DDGS serve as a valuable source of energy, protein and amino acids in poultry diets. The researchers – Drs. Mahmoud Masa’deh, Sheila Purdum, and Katherine Hanford – detail their findings in a recent issue of the journal Poultry Science (“Dried Distillers Grains with Solubles in Laying Hen Diets”; Poult. Sci. 2011 90: 1960-1966).
Affordable poultry feed
“Dried distillers grains with solubles have previously been shown to be a valuable and, especially given current prices of corn and soybean meal, affordable ingredient in poultry diets. Current usage levels of DDGS in poultry diets typically range from 5% up to 10%. What our recent study has shown is that growers can safely explore levels of DDGS in their diets for laying hens up to 15%, and perhaps as high as 25%, with no negative effects on feed intake, egg production, or other key metrics, and with improved yolk colour at the higher levels,” said Dr.

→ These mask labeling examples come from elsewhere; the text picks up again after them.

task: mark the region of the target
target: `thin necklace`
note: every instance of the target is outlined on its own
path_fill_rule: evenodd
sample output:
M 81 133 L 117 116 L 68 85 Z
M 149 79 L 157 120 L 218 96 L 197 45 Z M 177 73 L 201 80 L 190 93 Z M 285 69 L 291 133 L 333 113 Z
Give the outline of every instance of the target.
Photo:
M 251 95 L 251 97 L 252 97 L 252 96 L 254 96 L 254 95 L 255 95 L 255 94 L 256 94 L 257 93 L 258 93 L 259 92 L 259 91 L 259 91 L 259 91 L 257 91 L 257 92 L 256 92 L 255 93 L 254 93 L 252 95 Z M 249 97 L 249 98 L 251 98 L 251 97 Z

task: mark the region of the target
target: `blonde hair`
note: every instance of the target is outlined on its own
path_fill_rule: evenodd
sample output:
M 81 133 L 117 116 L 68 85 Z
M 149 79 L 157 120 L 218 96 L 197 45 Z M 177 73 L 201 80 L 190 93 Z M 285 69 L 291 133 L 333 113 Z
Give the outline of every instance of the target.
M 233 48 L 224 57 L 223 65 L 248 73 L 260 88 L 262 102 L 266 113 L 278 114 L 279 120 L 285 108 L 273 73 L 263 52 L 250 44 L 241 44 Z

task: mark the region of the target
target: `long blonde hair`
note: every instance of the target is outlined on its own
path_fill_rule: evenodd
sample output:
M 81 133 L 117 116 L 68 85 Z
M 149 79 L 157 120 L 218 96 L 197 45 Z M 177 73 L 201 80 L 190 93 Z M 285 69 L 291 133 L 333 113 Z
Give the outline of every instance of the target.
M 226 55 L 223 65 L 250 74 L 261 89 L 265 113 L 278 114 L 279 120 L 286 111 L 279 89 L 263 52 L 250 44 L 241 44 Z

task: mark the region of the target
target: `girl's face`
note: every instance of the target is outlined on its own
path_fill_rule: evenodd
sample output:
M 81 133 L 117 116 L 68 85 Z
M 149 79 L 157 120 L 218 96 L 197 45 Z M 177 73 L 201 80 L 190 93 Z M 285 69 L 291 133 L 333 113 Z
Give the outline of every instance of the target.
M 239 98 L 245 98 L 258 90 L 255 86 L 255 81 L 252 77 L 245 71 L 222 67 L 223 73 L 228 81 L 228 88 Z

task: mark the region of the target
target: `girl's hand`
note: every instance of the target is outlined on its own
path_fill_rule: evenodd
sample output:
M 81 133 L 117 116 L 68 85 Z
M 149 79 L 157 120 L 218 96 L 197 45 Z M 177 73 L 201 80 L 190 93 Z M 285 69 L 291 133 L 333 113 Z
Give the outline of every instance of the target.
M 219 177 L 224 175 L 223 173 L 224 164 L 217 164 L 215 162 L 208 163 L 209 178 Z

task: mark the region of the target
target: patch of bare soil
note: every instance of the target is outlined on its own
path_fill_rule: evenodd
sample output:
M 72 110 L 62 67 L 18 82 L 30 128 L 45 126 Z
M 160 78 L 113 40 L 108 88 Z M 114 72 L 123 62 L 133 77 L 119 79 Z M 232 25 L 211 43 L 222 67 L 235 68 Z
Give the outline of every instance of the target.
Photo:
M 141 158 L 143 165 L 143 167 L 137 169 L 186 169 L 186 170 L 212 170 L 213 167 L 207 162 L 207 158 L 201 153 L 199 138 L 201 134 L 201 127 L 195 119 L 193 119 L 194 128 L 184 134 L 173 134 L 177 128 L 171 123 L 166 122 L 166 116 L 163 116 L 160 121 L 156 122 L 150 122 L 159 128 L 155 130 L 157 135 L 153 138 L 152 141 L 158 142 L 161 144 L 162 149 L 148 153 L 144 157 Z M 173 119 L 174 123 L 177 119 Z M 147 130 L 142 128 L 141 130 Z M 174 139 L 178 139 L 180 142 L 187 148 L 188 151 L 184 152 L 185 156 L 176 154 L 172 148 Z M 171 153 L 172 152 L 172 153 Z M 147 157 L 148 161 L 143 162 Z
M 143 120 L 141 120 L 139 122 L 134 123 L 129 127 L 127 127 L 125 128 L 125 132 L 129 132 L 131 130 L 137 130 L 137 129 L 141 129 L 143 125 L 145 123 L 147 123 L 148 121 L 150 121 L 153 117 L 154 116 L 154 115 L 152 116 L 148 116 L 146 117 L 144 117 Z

Purdum, one of the study’s authors.
The research team’s study comprised two egg production phases, during which diets were formulated to include 0, 5, 10, 15, 20, or 25% corn DDGS. The only difference between the diets in Phase 1 (week 24-46) and Phase 2 (week 47-76) was that in Phase 1, the diets were formulated on a fixed lysine and TSAA (total sulphur amino acids) level. During the second phase, the diets were designed to keep lysine and methionine at a fixed level, but the TSAA levels were allowed to increase due to higher cysteine levels in DDGS.
The researchers found that neither feed intake nor egg production were affected by dietary DDGS concentration in either phase of the study. In Phase 1, however, researchers observed that increases in DDGS levels correlated with a roughly linear decrease in egg weight. However, the negative correlation between DDGS and egg weight was not seen in Phase 2 of the study.
According to the study’s authors, differences in amino acid levels and potential bioavailability as well as changing amino acid balance in Phases 1 and 2 could have been the reason for the reduction in egg weight only during Phase 1.
The authors found no differences in Haugh units due to DDGS levels in either production phase. In addition, the authors observed a linear increase in the retention of nitrogen and phosphorous with increasing levels of DDGS; the output per kilogram (as measured in the hens’ excreta) of these elements, however, decreased linearly as DDGS increased. This result is opposite to what was reported by other researchers, whose work focused on broiler chicks.
Egg yolk colour
One difference the researchers consistently found throughout the study was that egg yolk colour increased linearly with increased dietary levels of DDGS, reaching its greatest Roche colour fan score of 7.2 in eggs from hens fed the diet containing 25% DDGS. According to the authors, this indicates that xanthophylls in the DDGS were “highly available.” They also point out that the xanthophyll content of dried distillers grains with solubles is approximately three times that of corn by weight (34 mg/kg vs. 10.62 mg/kg, respectively). This finding may be useful for producers selling eggs in markets where there is a consumer preference for increased yolk pigmentation.